Chris McGrady - Equity Analyst at KBW - (00:48:00)
Oh great. Thanks for the question, Harris. Deregulation, big picture. What does that mean for Zion at this point? Deregulation, you say? Yeah, yeah.
Harris Simmons - Chairman and Chief Executive Officer - (00:48:15)
Well listen, I think, I suspect that I speak for a lot of my counterparts around the industry. You know, we're looking for solid regulations. We're not looking to, you know, and we've seen instances where you know, regulators have really started focusing on stuff that's kind of, it's trivia, it's been politically motivated, the whole debanking kind of thing. Regulation around, you know, disclosures around climate, trying to get, getting us to try and figure out what the impact of small business lending is on climate change. I consider all of that to be not particularly productive and a distraction from doing what we ought to be doing, which is figuring out how we lend to businesses, individuals to do productive things. And for one, I welcome the. The. Attitudes we're seeing currently out of the regulatory agencies to get back to basics and to focus on the things that can create material weakness in the financial system. But you know, it's not going to change much about how we if anything it's not going to change anything really materially how we think about credit, how we think about managing risk, et cetera. I think it's going to be helpful in eliminating some of these distractions. So I think it's a good thing but won't have any material impact on how we operate. Okay, thank you for that. And then Ryan for you on the deposit disclosures on the non interest bearing, should we think of those as just a reclass and then a little bit.
Chris McGrady - Equity Analyst at KBW - (00:50:20)
More next quarter or is it something. Beyond that that I'm missing? Thanks.
Ryan Richards - Chief Financial Officer - (00:50:25)

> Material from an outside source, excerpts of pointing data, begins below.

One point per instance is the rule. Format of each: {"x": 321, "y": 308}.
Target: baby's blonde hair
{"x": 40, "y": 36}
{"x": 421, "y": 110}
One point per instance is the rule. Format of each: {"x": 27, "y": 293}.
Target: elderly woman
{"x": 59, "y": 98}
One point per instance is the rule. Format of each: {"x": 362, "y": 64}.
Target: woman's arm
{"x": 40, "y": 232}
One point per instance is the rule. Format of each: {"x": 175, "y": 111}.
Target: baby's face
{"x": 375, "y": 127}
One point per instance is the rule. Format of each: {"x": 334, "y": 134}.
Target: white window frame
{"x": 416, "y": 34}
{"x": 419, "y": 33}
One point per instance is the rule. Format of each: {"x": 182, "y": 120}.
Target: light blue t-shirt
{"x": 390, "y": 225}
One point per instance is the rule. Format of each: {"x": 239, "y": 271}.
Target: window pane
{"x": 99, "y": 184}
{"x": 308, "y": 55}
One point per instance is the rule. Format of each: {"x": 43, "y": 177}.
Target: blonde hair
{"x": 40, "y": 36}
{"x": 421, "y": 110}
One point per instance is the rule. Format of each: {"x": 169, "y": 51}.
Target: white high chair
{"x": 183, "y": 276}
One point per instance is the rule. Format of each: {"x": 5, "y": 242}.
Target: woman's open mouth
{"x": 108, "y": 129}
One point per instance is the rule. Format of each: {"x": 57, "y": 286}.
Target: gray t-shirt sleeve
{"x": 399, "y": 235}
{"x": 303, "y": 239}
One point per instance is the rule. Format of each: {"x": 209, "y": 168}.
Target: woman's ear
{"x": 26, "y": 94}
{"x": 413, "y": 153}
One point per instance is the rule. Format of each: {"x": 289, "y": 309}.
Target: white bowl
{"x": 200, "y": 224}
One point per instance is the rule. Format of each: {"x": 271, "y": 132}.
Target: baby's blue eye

Yeah, thanks Chris. Listen, we've rolled through all of our affiliates at this point and it is a reclass over something that was a pretty low cost consumer interest bearing into non interest bearing. So while maybe being slightly accretive to funding costs are beneficial but not a great degree, but we're really enthusiastic about the pull through and the market receptivity that we're seeing so far. And to the earlier point there's still an opportunity to put some more marketing dollars behind that and that growth agenda that Scott talked about before.